With shutdown clouds lifting, CISA spins back up
The agency will focus on restarting election security efforts and implementing an emergency cybersecurity directive.
CISA Director Chris Krebs, shown here at a 2018 Senate hearing, convened agency staff on Jan. 25 to set post-shutdown priorities.
The partial government shutdown hit the newly created Cybersecurity and Infrastructure Security Agency at the Department of Homeland Security just as it was spinning up operations.
While CISA's essential operations continued during the 35-day shutdown, much of the organizational and policy work needed to launch a new agency was put on hold.
CISA Director Christopher Krebs convened a Jan. 25 staff meeting to discuss the impact and the steps needed to spin back up, FCW has learned. He said the agency's original contingency plan was only designed to weather a one or two-week funding lapse.
"There is no 35-day shutdown plan, there is no 50-day shutdown plan," Krebs said.

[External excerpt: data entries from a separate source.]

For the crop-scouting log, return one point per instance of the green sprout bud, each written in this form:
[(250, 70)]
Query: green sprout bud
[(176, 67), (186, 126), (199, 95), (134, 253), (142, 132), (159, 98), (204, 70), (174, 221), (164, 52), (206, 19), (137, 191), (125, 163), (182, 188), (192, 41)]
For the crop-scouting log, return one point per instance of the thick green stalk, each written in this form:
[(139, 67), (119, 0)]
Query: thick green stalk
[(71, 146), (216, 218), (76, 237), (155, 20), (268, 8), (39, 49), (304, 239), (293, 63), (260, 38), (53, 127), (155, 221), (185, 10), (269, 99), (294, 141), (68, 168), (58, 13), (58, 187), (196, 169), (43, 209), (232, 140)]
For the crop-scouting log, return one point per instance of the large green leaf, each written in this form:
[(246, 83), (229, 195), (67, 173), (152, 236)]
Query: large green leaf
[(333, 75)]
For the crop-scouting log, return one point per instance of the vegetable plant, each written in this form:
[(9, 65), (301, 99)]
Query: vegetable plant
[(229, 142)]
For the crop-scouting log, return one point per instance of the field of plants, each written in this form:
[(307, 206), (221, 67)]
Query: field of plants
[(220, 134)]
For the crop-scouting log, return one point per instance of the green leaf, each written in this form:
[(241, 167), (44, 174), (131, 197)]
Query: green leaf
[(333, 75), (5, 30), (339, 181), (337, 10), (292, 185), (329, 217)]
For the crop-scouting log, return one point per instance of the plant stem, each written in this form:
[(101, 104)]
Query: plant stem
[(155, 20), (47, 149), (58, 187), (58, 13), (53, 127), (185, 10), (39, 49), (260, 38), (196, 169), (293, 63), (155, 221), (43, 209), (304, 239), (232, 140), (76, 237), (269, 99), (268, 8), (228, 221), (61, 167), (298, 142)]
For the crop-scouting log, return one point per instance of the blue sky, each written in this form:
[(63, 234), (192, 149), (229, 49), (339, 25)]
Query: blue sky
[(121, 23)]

CISA will focus its post-shutdown priorities on processing paychecks and bonuses to employees, spinning back up election security support efforts to states and localities, and surveying the impact to cybersecurity programs and other operations, Krebs told the CISA team.
The White House on Jan. 25 announced an agreement to temporarily reopen parts of the government that have been operating without funding for more than a month.
Many state and local election officials rely on CISA for vulnerability assessments, threat intelligence and technical support. A former DHS official told FCW Jan. 24 that much of that work had ground to a halt during the shutdown.
Krebs told employees that CISA leadership will be developing its own list of priorities but asked for regional offices and program managers for advice on the top three shuttered projects or programs that most impact the agency's risk posture. It will likely take weeks for the agency to return to full operational capacity.
While it was not addressed at the meeting, CISA also will have to focus efforts on getting other departments and agencies to comply with a Jan. 22 emergency directive to mitigate IT vulnerabilities related to a global DNS hijacking campaign.
That activity was first publicly reported by several private threat intelligence firms in November 2018 and January 2019, and DHS and the U.S. Computer Emergency Readiness Team followed up with their own alert and the finally the emergency directive shortly after.
It's still not clear exactly when the attacks took place and how many federal agencies may have been affected. On Jan. 24, CISA released additional technical details and indicators of compromise for the attacks to the public. In a corresponding blog, Krebs said CISA was continuing to assess the impact of the campaign on federal infrastructure, but that the attackers were actively targeting governments and "we know enough to be concerned."
Before the deal to reopen the government, CISA was facing the prospects of implementing the order over 10 days and ensuring compliance from other agencies without its full staff.
The same day the directive was issued, Rep. Jim Langevin (D-R.I.) told FCW that he found the DNS hijacking campaign "disturbing" and questioned whether CISA's order to agencies could be effectively implemented under shutdown conditions.
"It's not clear who will actually be on hand to implement these changes within the next ten days," Langevin said at the time. "Clearly DHS is moving with urgency because of a specific need."